Gianni Alemanno
Bisognerà aspettare ottobre per sapere se Gianni Alemanno fonderà un nuovo partito. Per ora l’ex ministro dell’Agricoltura ed ex sindaco di Roma, già uomo forte di An, non più iscritto a Fratelli d’Italia dal 2014, si sta muovendo per allargare il perimetro del suo comitato “Fermare la guerra”, che già dal nome spiega quale debba essere, secondo lui, la posizione dell’Italia sul conflitto in Ucraina: l’opposto della linea pro-Kiev adottata dal nostro esecutivo e ribadita dal premier Meloni nel suo viaggio a Washington. Alemanno da mesi va dicendo che «l’appiattimento dell’Italia sulla linea oltranzista a favore dell’invio di armi è incomprensibile», ma non ci sta a farsi chiamare pacifista, preferisce «anti-imperialista»; per questo si è messo alla ricerca di tutti coloro che hanno lo stesso approccio «non allineato al draghismo di Palazzo Chigi», non solo in tema di Ucraina, ma anche di Covid, economia e sociale. Da qui, il suo attivismo per compattare il fronte degli scettici di destra, con grillini delusi e leghisti a disagio, oltre a No vax e super cattolici: un “fritto misto” di cui si è avuto un assaggio ad Orvieto con il “Forum dell’Indipendenza italiana”, a luglio. Il bis dovrebbe tenersi a settembre ad Assisi, stavolta sotto la regia dell’ex senatore Simone Pillon della Lega.
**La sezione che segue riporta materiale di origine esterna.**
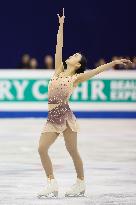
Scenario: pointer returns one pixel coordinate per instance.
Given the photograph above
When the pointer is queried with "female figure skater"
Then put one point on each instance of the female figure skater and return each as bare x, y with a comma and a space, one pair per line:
60, 118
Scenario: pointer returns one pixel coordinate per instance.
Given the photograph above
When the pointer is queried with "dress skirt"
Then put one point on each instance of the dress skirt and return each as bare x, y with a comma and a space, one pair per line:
58, 118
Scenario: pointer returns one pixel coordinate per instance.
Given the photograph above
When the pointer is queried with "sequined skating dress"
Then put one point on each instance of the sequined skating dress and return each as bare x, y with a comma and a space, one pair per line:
60, 89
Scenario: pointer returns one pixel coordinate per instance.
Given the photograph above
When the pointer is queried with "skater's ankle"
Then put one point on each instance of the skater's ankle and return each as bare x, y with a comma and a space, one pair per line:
80, 178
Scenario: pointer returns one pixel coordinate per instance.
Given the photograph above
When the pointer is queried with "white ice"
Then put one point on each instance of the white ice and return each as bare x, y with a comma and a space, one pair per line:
108, 150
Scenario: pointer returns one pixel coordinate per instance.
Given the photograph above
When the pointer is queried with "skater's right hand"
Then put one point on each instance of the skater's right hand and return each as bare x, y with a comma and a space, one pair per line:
61, 18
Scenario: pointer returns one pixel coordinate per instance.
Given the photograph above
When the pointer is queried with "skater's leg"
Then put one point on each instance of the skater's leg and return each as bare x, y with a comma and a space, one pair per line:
70, 138
46, 140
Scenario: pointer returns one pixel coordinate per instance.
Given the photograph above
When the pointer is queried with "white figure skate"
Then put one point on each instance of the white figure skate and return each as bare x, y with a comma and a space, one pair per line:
77, 189
51, 191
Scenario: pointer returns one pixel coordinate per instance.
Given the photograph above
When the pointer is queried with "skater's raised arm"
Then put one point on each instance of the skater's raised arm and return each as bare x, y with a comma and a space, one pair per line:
89, 74
58, 55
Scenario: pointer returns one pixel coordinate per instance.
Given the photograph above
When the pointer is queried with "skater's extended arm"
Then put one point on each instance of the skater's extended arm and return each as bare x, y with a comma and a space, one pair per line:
89, 74
58, 55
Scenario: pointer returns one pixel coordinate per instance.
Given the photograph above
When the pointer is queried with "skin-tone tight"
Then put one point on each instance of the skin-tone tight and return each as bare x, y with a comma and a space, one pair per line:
70, 138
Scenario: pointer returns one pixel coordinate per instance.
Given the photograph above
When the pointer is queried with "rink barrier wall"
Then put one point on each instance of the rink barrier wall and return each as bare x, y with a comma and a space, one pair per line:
111, 94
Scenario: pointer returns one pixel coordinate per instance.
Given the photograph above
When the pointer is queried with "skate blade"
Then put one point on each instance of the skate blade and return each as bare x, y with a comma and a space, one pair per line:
49, 195
81, 194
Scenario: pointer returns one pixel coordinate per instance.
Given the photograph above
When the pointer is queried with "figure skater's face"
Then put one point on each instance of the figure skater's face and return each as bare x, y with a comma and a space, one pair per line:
74, 60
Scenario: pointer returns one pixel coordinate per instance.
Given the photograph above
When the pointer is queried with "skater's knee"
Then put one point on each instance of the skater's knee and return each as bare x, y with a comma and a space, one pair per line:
42, 149
72, 150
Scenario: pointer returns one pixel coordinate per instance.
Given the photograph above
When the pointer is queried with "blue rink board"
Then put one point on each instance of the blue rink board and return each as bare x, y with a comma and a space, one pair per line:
79, 114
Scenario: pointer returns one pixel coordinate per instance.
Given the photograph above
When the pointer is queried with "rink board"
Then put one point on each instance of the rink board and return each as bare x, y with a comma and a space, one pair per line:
111, 94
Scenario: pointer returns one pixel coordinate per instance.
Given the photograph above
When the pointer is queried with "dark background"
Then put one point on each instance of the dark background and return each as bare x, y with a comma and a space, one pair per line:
97, 28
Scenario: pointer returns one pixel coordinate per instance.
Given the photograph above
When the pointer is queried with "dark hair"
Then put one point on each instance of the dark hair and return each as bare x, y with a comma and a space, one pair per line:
83, 63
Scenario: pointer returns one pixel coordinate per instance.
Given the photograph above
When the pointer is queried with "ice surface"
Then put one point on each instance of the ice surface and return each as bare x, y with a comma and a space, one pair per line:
108, 150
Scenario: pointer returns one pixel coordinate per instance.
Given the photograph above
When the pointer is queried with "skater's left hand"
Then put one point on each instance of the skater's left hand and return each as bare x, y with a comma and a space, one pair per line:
61, 18
122, 61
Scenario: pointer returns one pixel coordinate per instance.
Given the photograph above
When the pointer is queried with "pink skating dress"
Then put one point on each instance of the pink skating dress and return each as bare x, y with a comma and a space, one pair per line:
60, 89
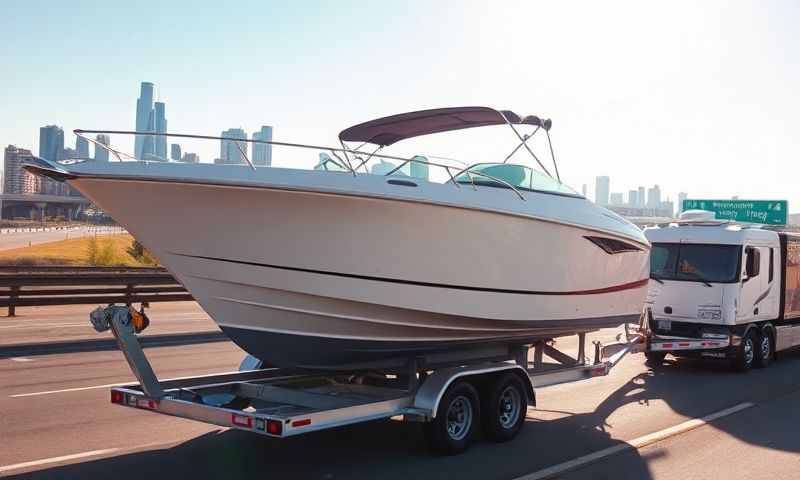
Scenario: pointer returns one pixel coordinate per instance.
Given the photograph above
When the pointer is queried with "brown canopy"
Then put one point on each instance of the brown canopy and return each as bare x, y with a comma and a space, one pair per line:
388, 130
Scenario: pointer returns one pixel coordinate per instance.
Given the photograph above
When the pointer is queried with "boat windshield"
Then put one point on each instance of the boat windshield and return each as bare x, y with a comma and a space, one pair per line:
695, 262
518, 176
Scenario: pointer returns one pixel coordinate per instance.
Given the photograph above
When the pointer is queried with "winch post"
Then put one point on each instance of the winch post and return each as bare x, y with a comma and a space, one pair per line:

Se l’operazione dovesse funzionare e dare vita a un nuovo partitino, il primo banco di prova saranno le Europee, ma Alemanno, da esperto scalatore, sa che superare la soglia di sbarramento del 4% non è una passeggiata. Contattato da Libero prima di una arrampicata sul Gran Sasso, smentisce di volere creare una formazione a destra di Fratelli d’Italia: «Non voglio fare la destra della destra», spiega.
E allora cosa vuole fare?
«Voglio riunire tutti quelli del centrodestra, e non solo, che si aspettavano un cambiamento rispetto alle politiche di Mario Draghi e invece, dopo quasi un anno di governo Meloni, hanno visto che questo cambiamento non c’è. A Orvieto abbiamo riunito la destra sociale e molti “mondi del dissenso” per stilare un “manifesto” sul quale stiamo raccogliendo molte adesioni. Se in autunno il governo non cambierà linea, a ottobre creeremo un movimento politico che darà voce a tutto quello che, allo stato attuale, è stato cancellato da Fdi, cioè la destra sociale e la difesa della sovranità nazionale».
Vuole rifare la destra sociale?
«Attenzione: se faremo qualcosa non sarà la destra della destra, ma un movimento aperto a tutti coloro che si aspettano un vero cambiamento, quindi anche chi viene da sinistra, dal Movimento Cinquestelle e chi vorrà».
Quindi se questa creatura politica dovesse nascere non avrà nel simbolo e nel nome riferimenti alla destra sociale?
«Assolutamente no».
I suoi compagni di avventura sono no vax, ultra cattolici del Family day, pacifisti. Intende riposizionarsi sconfinando anche a sinistra?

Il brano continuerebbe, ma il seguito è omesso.